Unfinished and Funny Business

Those of us who know and love Ōtautahi Christchurch also know about the inevitability of controversy over any new project undertaken in the city – stadia, motorways, multi-storied buildings – in fact you could argue that anything that smacks of change will excite previously unknown sensitivities and the personing of the barricades of the people’s choice and voice will commence.

What may not be appreciated is that this is a long-held tradition from the early days of the Christchurch municipality. In 1865 local lawyer Mr W.H. Wynn-Williams formed the Ratepayers Mutual Protection Association in protest against the suggestion that he and other residents of Christchurch might be expected to pay rates to the recently formed Christchurch Municipal Council to fund essentials like inner-city bridges, street lighting, road repair and water supplies.

After all, who needs a healthy, liveable and fiscally secure city?

A Long-standing Civic Tradition of Argument and Noise

Over the years different projects have been drawn up and soundings of the populace made. And the projects either fire ahead, full of enthusiasm, or die ignoble deaths on the sacrificial bonfire of public opinion.

With this in mind, the team on the Tuakiri|Identity, Level 2 of Tῡranga have put together a pop-up exhibition entitled Unfinished Business to explore some glorious and grandiose fails of functionality, practicality, popularity and plain common sense. The exhibition is on from Wednesday 13 December to Sunday 14 January. 

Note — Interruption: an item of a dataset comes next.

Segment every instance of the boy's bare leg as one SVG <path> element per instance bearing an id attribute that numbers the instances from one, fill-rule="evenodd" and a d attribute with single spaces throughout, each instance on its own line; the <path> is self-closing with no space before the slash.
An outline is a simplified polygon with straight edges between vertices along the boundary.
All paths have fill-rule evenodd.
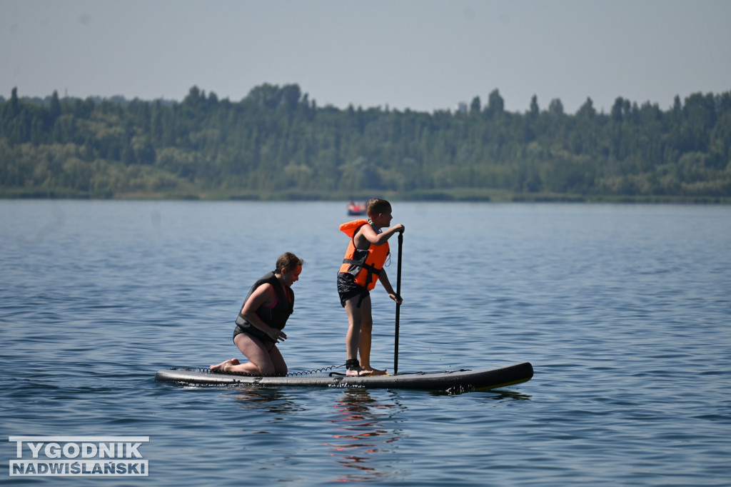
<path id="1" fill-rule="evenodd" d="M 371 309 L 371 297 L 363 300 L 360 305 L 360 339 L 358 351 L 360 352 L 360 368 L 371 372 L 371 375 L 384 375 L 385 370 L 371 366 L 371 343 L 373 335 L 373 315 Z"/>
<path id="2" fill-rule="evenodd" d="M 345 350 L 347 354 L 347 359 L 357 360 L 358 349 L 360 344 L 361 323 L 363 322 L 363 313 L 361 310 L 368 301 L 368 309 L 371 309 L 371 298 L 366 297 L 360 304 L 360 308 L 357 307 L 360 296 L 351 298 L 345 302 L 345 312 L 348 314 L 348 333 L 345 337 Z M 361 367 L 357 369 L 349 368 L 349 375 L 370 375 L 373 372 L 363 371 Z"/>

For example, did you know that the original plans for the city involved a canal along what is now Linwood Avenue, to bring goods, stock and people from the port at Lyttelton, around to Sumner and by canal up to The Bricks on the River Avon? An idea lost in the belching smoke of railway expansion and the success of the Lyttelton Rail Tunnel but revived again in the early 20th century to provide an alternative access between the port and the city via Woolston.

Or that the worthy burgesses of New Brighton were so jealous of the tourist appeal of Cave Rock in Sumner that they proposed building their own equivalent in painted concrete in the sea off their beach?

Or that the Christchurch City Council commissioned a specially built tram carriage to act as a hearse for funerals of tram-travelling mourners?

Thinking big... or bigger?

Or that a grand design for Cathedral Square incorporating tram shelter, parcels office, peace memorial and public conveniences for men, women and children was soundly rebuffed and thwarted by a legal challenge brought by the Save Our Square Committee?

Or that a similar protest was made over fifty years later by the Protect Victoria Square Society in opposition to the proposal to build a 167 metre high tower in Victoria Square?

These projects and more will be on show in the Unfinished Business exhibition, on Tuakiri|Identity Floor of Tῡranga, from Wednesday 13 December until Sunday 14 January 2024.